Granddaughter of Sweden's first female engineer visited VERA day
Gunilla Resare, granddaughter of Sweden's first female engineer Vera Sandberg, visited the VERA day, which is organized by the School of Engineering (JTH), Jönköping University (JU), to get more girls and women interested in technology.
“It is great fun to come here and talk about Vera and inspire young woman to choose an engineering education,” says Gunilla Resare.
About 30 high school girls participated in VERA day, which was held at both JTH and Science Park Towers in Jönköping on 29 November. They got to listen to and meet young women who either study to or work as engineers, they visited the companies Coloreel and Fagerhult, and took part in tours of JTH and Science Park.
"Many companies are specially looking for female engineers"
Gunilla Resare, who has written the book "Vera Sandberg - Sweden's first female engineer", was inspired after meeting the young girls who are interested in technology at the VERA day.
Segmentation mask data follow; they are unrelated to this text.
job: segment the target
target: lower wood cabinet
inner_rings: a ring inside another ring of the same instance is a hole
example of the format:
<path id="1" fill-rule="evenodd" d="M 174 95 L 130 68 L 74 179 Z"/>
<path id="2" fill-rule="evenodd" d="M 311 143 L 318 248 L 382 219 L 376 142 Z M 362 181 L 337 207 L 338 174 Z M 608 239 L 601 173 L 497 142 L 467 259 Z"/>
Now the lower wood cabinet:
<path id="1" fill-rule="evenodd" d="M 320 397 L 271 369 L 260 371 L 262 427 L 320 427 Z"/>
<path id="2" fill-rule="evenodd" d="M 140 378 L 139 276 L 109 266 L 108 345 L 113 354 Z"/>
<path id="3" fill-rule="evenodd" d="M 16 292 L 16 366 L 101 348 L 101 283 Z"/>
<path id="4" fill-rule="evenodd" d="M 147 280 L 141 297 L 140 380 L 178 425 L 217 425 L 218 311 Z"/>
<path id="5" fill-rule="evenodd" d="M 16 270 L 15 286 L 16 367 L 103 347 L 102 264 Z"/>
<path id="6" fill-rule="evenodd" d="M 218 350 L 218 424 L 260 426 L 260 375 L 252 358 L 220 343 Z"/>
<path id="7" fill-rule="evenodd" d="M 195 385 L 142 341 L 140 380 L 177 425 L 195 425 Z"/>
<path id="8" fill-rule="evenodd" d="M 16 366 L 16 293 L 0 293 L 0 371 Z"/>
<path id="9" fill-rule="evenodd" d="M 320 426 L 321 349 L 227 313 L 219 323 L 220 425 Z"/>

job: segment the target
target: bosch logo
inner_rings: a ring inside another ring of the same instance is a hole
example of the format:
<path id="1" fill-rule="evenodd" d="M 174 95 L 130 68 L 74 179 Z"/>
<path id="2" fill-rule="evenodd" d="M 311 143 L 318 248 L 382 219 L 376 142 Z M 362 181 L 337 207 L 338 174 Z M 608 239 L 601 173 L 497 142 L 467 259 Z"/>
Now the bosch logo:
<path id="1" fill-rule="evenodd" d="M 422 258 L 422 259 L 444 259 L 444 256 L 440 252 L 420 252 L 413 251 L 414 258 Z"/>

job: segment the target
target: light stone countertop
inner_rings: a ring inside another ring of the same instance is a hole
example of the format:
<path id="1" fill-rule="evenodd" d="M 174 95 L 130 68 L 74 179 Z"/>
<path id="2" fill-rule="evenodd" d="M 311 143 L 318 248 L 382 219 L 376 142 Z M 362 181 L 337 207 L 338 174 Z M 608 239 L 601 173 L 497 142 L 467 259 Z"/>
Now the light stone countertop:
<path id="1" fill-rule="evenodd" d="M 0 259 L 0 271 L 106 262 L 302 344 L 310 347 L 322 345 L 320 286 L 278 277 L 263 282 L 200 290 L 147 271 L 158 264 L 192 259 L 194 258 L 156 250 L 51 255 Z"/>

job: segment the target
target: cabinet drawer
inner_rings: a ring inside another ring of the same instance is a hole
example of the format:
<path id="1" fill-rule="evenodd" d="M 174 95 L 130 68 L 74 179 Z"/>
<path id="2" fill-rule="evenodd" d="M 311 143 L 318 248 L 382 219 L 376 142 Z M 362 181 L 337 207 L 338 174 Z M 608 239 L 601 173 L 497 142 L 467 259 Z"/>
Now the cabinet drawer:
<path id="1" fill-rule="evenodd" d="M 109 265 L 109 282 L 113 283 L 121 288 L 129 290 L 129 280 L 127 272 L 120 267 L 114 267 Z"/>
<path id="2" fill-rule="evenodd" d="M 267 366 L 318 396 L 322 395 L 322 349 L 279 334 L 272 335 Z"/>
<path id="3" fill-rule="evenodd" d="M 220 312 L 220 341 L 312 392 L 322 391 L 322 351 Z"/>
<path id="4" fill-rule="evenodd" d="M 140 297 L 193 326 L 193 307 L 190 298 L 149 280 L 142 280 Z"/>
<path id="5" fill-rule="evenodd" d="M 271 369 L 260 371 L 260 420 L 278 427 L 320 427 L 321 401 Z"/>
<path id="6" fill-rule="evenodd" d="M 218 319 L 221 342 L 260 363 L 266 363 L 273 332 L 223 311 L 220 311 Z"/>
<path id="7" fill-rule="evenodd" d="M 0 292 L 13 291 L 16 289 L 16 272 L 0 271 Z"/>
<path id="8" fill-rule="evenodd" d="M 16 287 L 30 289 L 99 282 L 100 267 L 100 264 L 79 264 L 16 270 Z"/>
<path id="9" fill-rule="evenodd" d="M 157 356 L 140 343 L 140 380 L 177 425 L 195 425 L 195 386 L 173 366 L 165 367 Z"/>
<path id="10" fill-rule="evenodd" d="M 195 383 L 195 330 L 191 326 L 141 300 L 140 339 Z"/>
“It is good that many girls want to study technology, but even more are needed if we want to solve future challenges. Companies are in great need of engineers, and many are specifically looking for girls,” she says.
After passing a special math test that only she had to take and not the male students, Vera Sandberg started at Chalmers in 1914 as the only woman among 500 men and three years later graduated as an engineer.
"Why not a women"
“She was quite relaxed about her choice of profession and asked herself why a woman could not enter that career. She studied hard and worked hard and saw great value in collaborating with others. It's great that Vera has become a symbol and source of inspiration for many women, but during my upbringing she was "just" a fantastic grandmother. It is as an adult that I have reflected on the fact that she was also a fantastic professional woman and role model,” says Gunilla Resare.
She says that Vera Sandberg was inspired by the family's paper mill and that it led her to become an engineer. Vera Sandberg was a curious and fact-oriented person who was very interested in science. She found it exciting to experiment and find solutions and had a strong belief in lifelong learning. What would then Vera Sandberg herself have thought of the VERA day?
"She would have been happy and maybe embarrassed"
“She would probably have been happy and maybe a little embarrassed. She was rather modest as a person and she would have thought that there was too much focus on her as a person with VERA-day,” says Gunilla Resare and laughs.
Ida Hellqvist and Desiré Åberg, who study the natural science programme at Brinell Gymnasium in Nässjö, found it rewarding to participate in the VERA day and inspiring to hear Gunilla Resare's stories about Vera Sandberg.
"It was cool and very brave of her to take the step and become the first female engineer. You get inspired by that," says Ida Hellqvist.
Both of them are interested in studying at JTH and think it is good that the VERA day draws attention to the need for more girls and women in the technology industry.